# ALIGN Tutorial Notebook: DEVIL'S ADVOCATE

This notebook provides an introduction to **ALIGN**, 
a tool for quantifying multi-level linguistic similarity 
between speakers, using the "Devil's Advocate" transcript data reported in Duran, Paxton, and Fusaroli: "ALIGN: Analyzing Linguistic Interactions with Generalizable techNiques - a Python Library".  This method was also introduced in Duran, Paxton, and Fusaroli (2019), which can be accessed here for reference: https://osf.io/kx8ur/. 

## Tutorial Overview

The Devil's Advocate ("DA") study examines interpersonal linguistic alignment between dyads across two conversations where participants either agreed or disagreed with each other (as a randomly assigned between-dyads condition) and where one of the conversations involved the truth and the other deception (as a within-subjects condition), with order of conversations counterbalanced across dyads. 

**Transcript Data:**

The complete de-identified dataset of raw conversational transcripts is hosted on a secure protected access data repository provided by the Inter-university Consortium for Political and Social Research (ICPSR).
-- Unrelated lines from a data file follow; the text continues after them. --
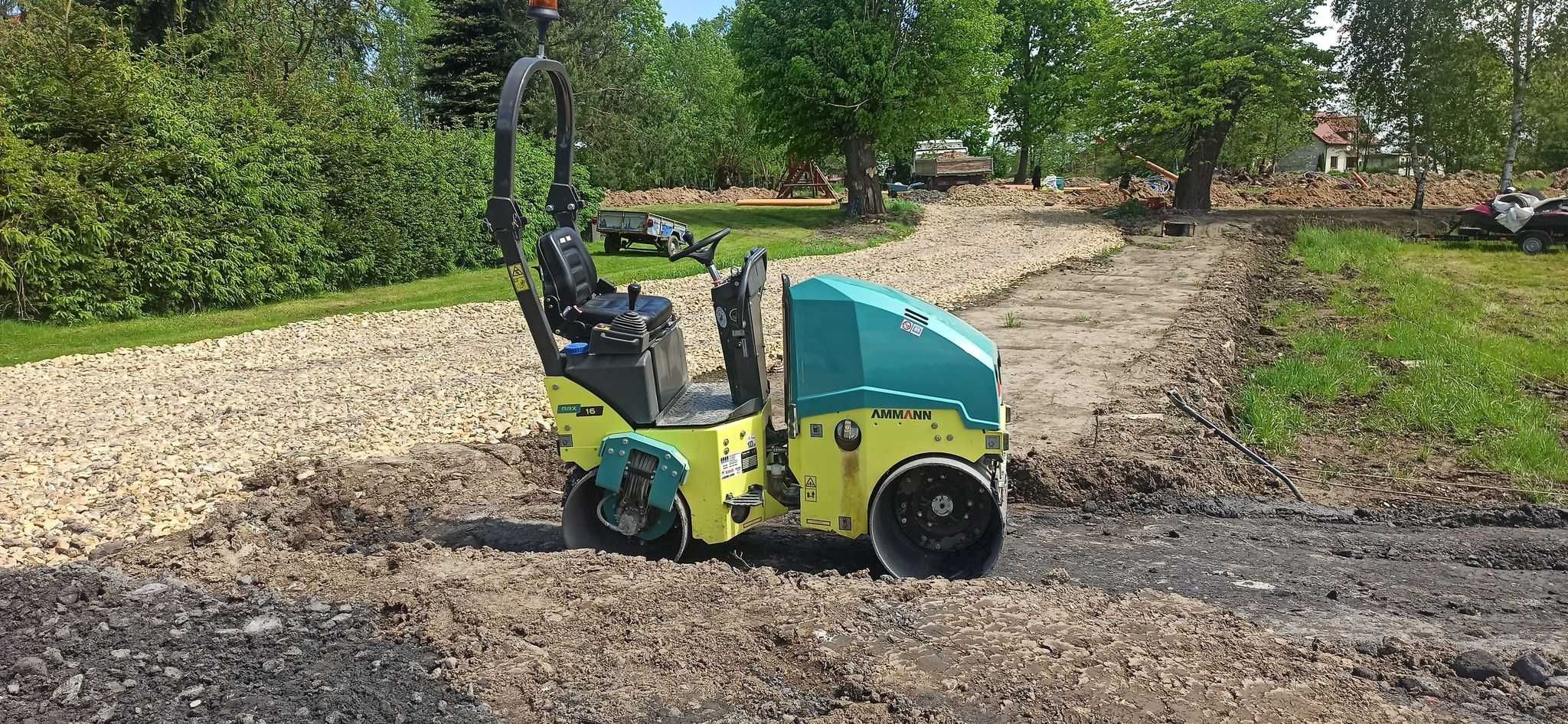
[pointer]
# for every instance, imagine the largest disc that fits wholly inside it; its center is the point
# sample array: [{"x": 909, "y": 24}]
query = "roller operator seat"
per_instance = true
[{"x": 576, "y": 298}]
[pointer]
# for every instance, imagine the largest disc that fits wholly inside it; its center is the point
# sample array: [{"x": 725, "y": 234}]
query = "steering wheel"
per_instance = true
[{"x": 703, "y": 251}]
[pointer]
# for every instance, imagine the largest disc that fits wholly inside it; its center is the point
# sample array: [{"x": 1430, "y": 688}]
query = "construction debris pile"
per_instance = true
[
  {"x": 682, "y": 194},
  {"x": 1328, "y": 191}
]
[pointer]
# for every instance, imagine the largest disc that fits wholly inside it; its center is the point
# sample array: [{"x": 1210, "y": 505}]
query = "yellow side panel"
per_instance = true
[
  {"x": 736, "y": 448},
  {"x": 838, "y": 486}
]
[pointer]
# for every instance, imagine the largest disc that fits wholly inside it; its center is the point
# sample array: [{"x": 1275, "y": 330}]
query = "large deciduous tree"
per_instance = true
[
  {"x": 1181, "y": 73},
  {"x": 1043, "y": 43},
  {"x": 1423, "y": 76},
  {"x": 601, "y": 43},
  {"x": 848, "y": 76},
  {"x": 1521, "y": 28}
]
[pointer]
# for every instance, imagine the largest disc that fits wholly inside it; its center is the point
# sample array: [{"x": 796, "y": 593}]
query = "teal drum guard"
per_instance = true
[
  {"x": 656, "y": 469},
  {"x": 863, "y": 345}
]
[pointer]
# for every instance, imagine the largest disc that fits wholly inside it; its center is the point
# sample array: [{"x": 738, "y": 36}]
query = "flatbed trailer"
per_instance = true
[
  {"x": 1527, "y": 240},
  {"x": 622, "y": 229}
]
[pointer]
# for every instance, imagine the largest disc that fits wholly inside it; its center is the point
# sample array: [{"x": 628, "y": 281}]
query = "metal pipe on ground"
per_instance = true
[{"x": 786, "y": 203}]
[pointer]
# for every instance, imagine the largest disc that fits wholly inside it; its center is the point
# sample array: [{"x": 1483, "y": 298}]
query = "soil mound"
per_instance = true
[
  {"x": 682, "y": 194},
  {"x": 991, "y": 194},
  {"x": 94, "y": 646}
]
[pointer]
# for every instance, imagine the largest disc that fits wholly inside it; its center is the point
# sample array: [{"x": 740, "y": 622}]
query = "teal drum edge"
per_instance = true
[
  {"x": 667, "y": 478},
  {"x": 858, "y": 345}
]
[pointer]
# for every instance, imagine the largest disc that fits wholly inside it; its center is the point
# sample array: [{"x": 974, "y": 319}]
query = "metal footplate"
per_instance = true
[{"x": 752, "y": 499}]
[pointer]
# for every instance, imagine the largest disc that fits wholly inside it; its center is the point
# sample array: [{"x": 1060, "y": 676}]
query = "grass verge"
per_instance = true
[
  {"x": 1460, "y": 345},
  {"x": 786, "y": 233}
]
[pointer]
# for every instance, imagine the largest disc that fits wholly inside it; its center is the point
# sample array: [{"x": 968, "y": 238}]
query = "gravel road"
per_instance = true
[{"x": 140, "y": 442}]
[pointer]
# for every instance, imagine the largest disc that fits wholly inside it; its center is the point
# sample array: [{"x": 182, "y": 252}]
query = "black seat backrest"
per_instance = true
[
  {"x": 739, "y": 302},
  {"x": 568, "y": 267}
]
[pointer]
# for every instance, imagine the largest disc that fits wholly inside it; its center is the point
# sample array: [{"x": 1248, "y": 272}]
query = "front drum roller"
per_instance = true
[
  {"x": 585, "y": 525},
  {"x": 936, "y": 517}
]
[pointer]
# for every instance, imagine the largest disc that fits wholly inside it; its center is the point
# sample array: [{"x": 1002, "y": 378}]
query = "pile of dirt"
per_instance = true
[
  {"x": 991, "y": 194},
  {"x": 924, "y": 196},
  {"x": 682, "y": 194},
  {"x": 1298, "y": 190},
  {"x": 1387, "y": 190},
  {"x": 85, "y": 644},
  {"x": 590, "y": 637}
]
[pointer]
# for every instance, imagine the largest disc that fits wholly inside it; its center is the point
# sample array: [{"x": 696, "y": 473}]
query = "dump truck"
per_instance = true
[{"x": 948, "y": 163}]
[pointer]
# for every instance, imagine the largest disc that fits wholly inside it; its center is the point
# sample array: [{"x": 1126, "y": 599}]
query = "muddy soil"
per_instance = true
[
  {"x": 585, "y": 637},
  {"x": 1135, "y": 611}
]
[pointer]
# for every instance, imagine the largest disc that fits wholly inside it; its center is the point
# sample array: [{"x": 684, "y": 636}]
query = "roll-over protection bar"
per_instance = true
[{"x": 504, "y": 217}]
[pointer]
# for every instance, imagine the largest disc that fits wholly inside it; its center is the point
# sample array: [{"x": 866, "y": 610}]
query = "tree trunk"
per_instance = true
[
  {"x": 1418, "y": 168},
  {"x": 861, "y": 188},
  {"x": 1023, "y": 163},
  {"x": 1197, "y": 178},
  {"x": 1523, "y": 47}
]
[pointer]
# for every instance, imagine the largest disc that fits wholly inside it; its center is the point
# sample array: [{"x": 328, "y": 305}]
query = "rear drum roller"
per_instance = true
[
  {"x": 585, "y": 525},
  {"x": 936, "y": 517}
]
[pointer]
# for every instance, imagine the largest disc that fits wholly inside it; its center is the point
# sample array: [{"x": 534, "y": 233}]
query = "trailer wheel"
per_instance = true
[{"x": 1534, "y": 242}]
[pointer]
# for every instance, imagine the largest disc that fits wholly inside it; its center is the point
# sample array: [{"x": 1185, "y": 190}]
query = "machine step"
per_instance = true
[{"x": 752, "y": 499}]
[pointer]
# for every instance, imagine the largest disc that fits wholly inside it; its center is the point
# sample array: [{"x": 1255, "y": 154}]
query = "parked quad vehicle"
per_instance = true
[{"x": 1545, "y": 226}]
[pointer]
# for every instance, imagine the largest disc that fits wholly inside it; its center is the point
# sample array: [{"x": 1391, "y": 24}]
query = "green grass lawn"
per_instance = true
[
  {"x": 1459, "y": 345},
  {"x": 785, "y": 233}
]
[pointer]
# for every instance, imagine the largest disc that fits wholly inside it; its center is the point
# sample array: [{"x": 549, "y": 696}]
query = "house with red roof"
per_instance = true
[{"x": 1340, "y": 143}]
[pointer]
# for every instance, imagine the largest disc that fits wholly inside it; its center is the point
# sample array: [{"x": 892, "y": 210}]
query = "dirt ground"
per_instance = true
[{"x": 432, "y": 585}]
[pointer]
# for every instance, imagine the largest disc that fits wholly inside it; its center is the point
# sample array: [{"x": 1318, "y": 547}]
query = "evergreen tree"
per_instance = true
[{"x": 466, "y": 58}]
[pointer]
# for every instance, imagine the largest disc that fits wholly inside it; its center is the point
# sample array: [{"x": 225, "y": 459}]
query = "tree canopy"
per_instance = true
[
  {"x": 1044, "y": 47},
  {"x": 827, "y": 76},
  {"x": 1180, "y": 74}
]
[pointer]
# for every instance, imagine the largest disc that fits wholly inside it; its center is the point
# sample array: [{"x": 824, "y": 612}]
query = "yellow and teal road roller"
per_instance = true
[{"x": 894, "y": 423}]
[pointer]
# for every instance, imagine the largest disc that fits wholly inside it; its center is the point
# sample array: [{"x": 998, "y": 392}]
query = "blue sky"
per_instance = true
[{"x": 689, "y": 11}]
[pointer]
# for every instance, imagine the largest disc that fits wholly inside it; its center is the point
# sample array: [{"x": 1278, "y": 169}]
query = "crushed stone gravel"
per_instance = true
[
  {"x": 589, "y": 637},
  {"x": 140, "y": 442}
]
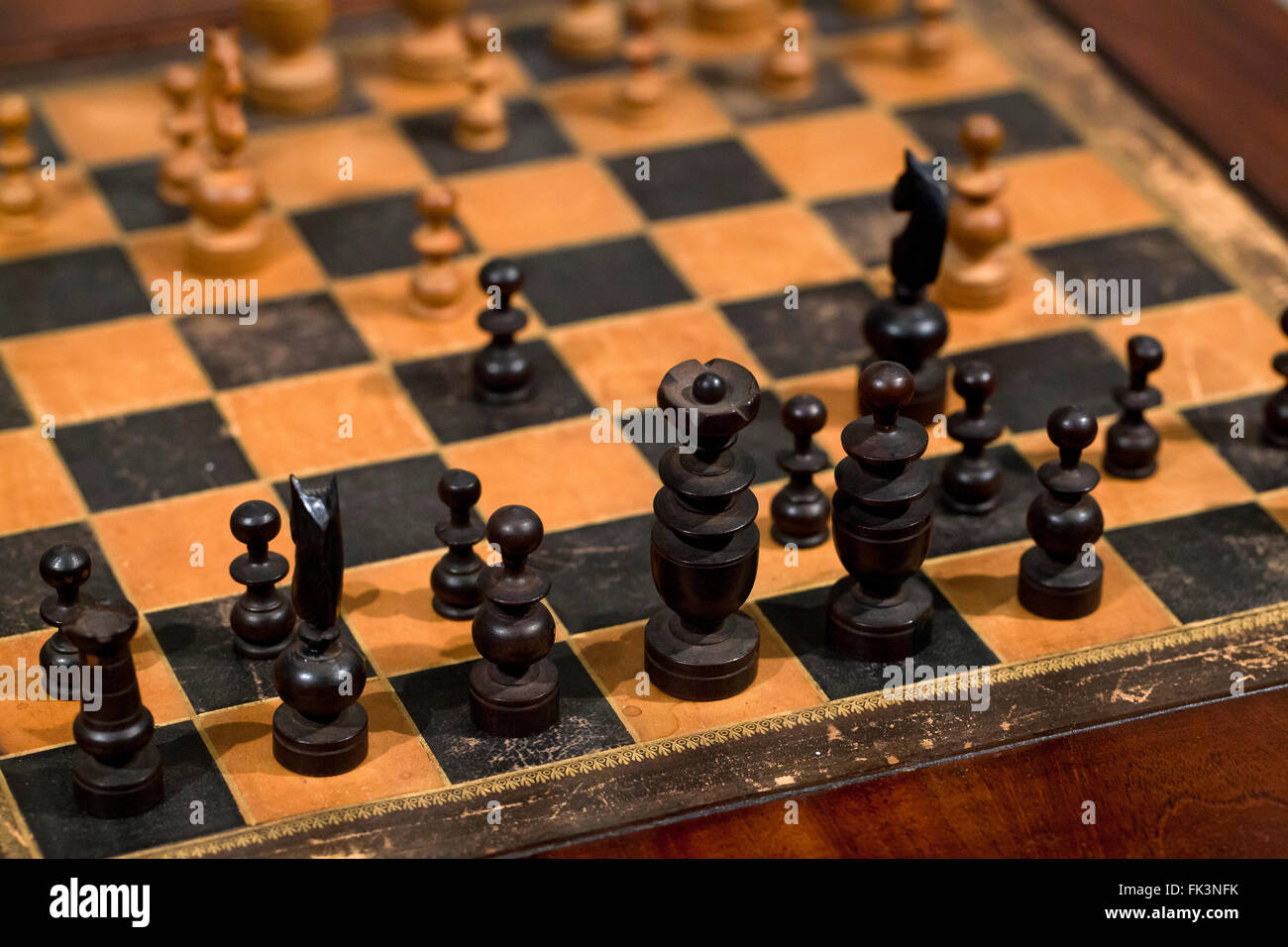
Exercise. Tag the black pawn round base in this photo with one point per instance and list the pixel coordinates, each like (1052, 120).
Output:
(58, 657)
(106, 791)
(313, 748)
(700, 667)
(1059, 590)
(879, 630)
(507, 706)
(800, 541)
These transcripts need to be downloaded to use this tutorial. Please click on the link to the ICPSR repository to access: http://dx.doi.org/10.3886/ICPSR37124.v1. 

**Analysis:**

To replicate the results reported in Duran, Paxton, and Fusaroli (2019), or for an example of R code used to analzye the ALIGN output for this dataset, please visit the OSF repository for this project: https://osf.io/3TGUF/

***

## Table of Contents

* [Getting Started](#Getting-Started)
    * [Prerequisites](#Prerequisites)
    * [Preparing input data](#Preparing-input-data)
    * [Filename conventions](#Filename-conventions)
    * [Highest-level functions](#Highest-level-functions)
* [Setup](#Setup)
    * [Import libraries](#Import-libraries)
    * [Specify ALIGN path settings](#Specify-ALIGN-path-settings)
* [Phase 1: Prepare transcripts](#Phase-1:-Prepare-transcripts)
    * [Preparation settings](#Preparation-settings)
    * [Run preparation phase](#Run-preparation-phase)
* [Phase 2: Calculate alignment](#Phase-2:-Calculate-alignment)
    * [For real data: Alignment calculation settings](#For-real-data:-Alignment-calculation-settings)
    * [For real data: Run alignment calculation](#For-real-data:-Run-alignment-calculation)
    * [For surrogate data: Alignment calculation settings](#For-surrogate-data:-Alignment-calculation-settings)
    * [For surrogate data: Run alignment calculation](#For-surrogate-data:-Run-alignment-calculation)
* [ALIGN output overview](#ALIGN-output-overview)
    * [Speed calculations](#Speed-calculations)
    * [Printouts!](#Printouts!)

***

# Getting Started

## Preparing input data

**The transcript data used for this analysis adheres to the following requirements:**

* Each input text file contains a single conversation organized in an `N x 2` matrix
    * Text file must be tab-delimited.
* Each row corresponds to a single conversational turn from a speaker.
    * Rows must be temporally ordered based on their occurrence in the conversation.
    * Rows must alternate between speakers.
* Speaker identifier and content for each turn are divided across two columns.
    * Column 1 must have the header `participant`.
        * Each cell specifies the speaker.
        * Each speaker must have a unique label (e.g., `P1` and `P2`, `0` and `1`).
            * **NOTE: For the DA dataset, the label with a value of 0 indicates speaker did not receive any special assignment at the start of the experiment, a value of 1 indicates the speaker has been assigned the role of deceiver (i.e., “devil’s advocate) at the start of the experiment.**
    * Column 2 must have the header `content`.
        * Each cell corresponds to the transcribed utterance from the speaker.
        * Each cell must end with a newline character: `\n`

## Filename conventions

* Each conversation text file must be regularly formatted, including a prefix for dyad and a prefix for conversation prior to the identifier for each that are separated by a unique character. By default, ALIGN looks for patterns that follow this convention: `dyad1-condA.txt`
    * However, users may choose to include any label for dyad or condition so long as the two labels are distinct from one another and are not subsets of any possible dyad or condition labels. Users may also use any character as a separator so long as it does not occur anywhere else in the filename.
    * The chosen file format **must** be used when saving **all** files for this analysis.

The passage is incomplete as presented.